Just last night on Twitter, I touched on the challenges that writers of original screenplays must be facing in an industry climate dominated by adaptations or continuations of existing properties – adaptations of novels, comic books, plays, video games, TV shows, live-action versions of cartoon series, sequels, prequels, reboots, etc. As I noted, looking over the top 50 films released in 2016, the vast majority of them fell under one of those categories. In fact, the highest ranking film based on an original screenplay that also wasn’t a family cartoon, was at number 19 – “La La Land.”
When I asked what screenwriters who follow S&A on Twitter are doing to survive, a few responded stating that they were writing novels, short stories and novellas instead, hoping that they might get optioned.
One of the top grosses of the year thus far that’s also based on a book is “Hidden Figures,” which has grossed over $225 million globally. And its author, Margot Lee Shetterly, would maybe like to repeat that kind of success with one of her future books, as she’s just inked a deal with Viking publishing to pen 2 more books, the announcement was made today.
And like Hidden Figures, both books will explore “the idea of the American Dream and its legacy by excavating stories of other ‘hidden figures,’ extraordinary ordinary African-Americans whose contributions to American history have, for one reason or another, been untold, unseen, or overlooked,” says the press statement.

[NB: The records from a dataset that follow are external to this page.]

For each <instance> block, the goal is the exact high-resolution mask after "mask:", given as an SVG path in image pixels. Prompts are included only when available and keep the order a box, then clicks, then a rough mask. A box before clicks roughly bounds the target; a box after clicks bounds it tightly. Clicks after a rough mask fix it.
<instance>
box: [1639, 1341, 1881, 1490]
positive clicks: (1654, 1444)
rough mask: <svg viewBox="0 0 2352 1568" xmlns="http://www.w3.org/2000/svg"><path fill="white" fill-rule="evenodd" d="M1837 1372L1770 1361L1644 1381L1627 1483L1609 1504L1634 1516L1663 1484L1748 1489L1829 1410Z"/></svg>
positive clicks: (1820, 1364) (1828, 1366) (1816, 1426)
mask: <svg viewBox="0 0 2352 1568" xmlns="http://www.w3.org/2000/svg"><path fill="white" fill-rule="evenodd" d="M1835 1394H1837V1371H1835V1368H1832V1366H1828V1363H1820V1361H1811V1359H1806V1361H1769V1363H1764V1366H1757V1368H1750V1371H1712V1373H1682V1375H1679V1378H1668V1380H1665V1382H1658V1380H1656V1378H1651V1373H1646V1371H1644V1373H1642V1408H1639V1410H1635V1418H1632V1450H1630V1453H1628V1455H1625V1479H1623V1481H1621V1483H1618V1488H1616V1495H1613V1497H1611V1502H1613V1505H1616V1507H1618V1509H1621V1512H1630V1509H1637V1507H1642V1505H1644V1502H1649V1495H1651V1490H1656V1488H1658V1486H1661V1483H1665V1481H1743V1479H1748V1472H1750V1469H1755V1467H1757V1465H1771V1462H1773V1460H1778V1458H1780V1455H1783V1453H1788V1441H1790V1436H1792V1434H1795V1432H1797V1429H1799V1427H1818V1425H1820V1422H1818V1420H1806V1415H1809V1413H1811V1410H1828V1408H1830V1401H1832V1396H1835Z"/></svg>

The first book takes place in mid-century Baltimore and chronicles two African American families who were alike in power and vision: the first family, the owners of the Baltimore Afro-American newspaper, as it was called when it was launched in 1892 (commonly known as The Afro). It’s said to be the longest-running African American family-owned newspaper in the United States, established in 1892 by John H. Murphy, Sr., whose family’s story will be made “unhidden” in Shetterly’s first book under the new deal with Viking; and the second family, the Adamses, who were influential African American philanthropists and investors. Willie Adams, whose original fortune came from the numbers racket, and his wife Victorine Adams, a schoolteacher turned politician. They would go on to become philanthropists, investors, and among the most ardent patrons of entrepreneurship and economic development in the city’s African American community.
The first book doesn’t yet have a title or release date yet. And no details have been released on what the second book will tackle.
And while this isn’t a book blog specifically, we do cover books that we know are being adapted for the screen; and given the immense success of the author’s first book, “Hidden Figures,” as well as the industry’s ongoing definitive push to tell more diverse stories, especially historical – introducing knowledge that was previously “hidden” – we can only assume that there will most certainly be interest in what Ms. Shetterly uncovers in print next.
A book like the first under her new deal with Viking, will probably take a long time to write, given the amount of research she’ll likely have to do; assuming she isn’t already knee-deep into writing it. But don’t expect a publish date anytime soon.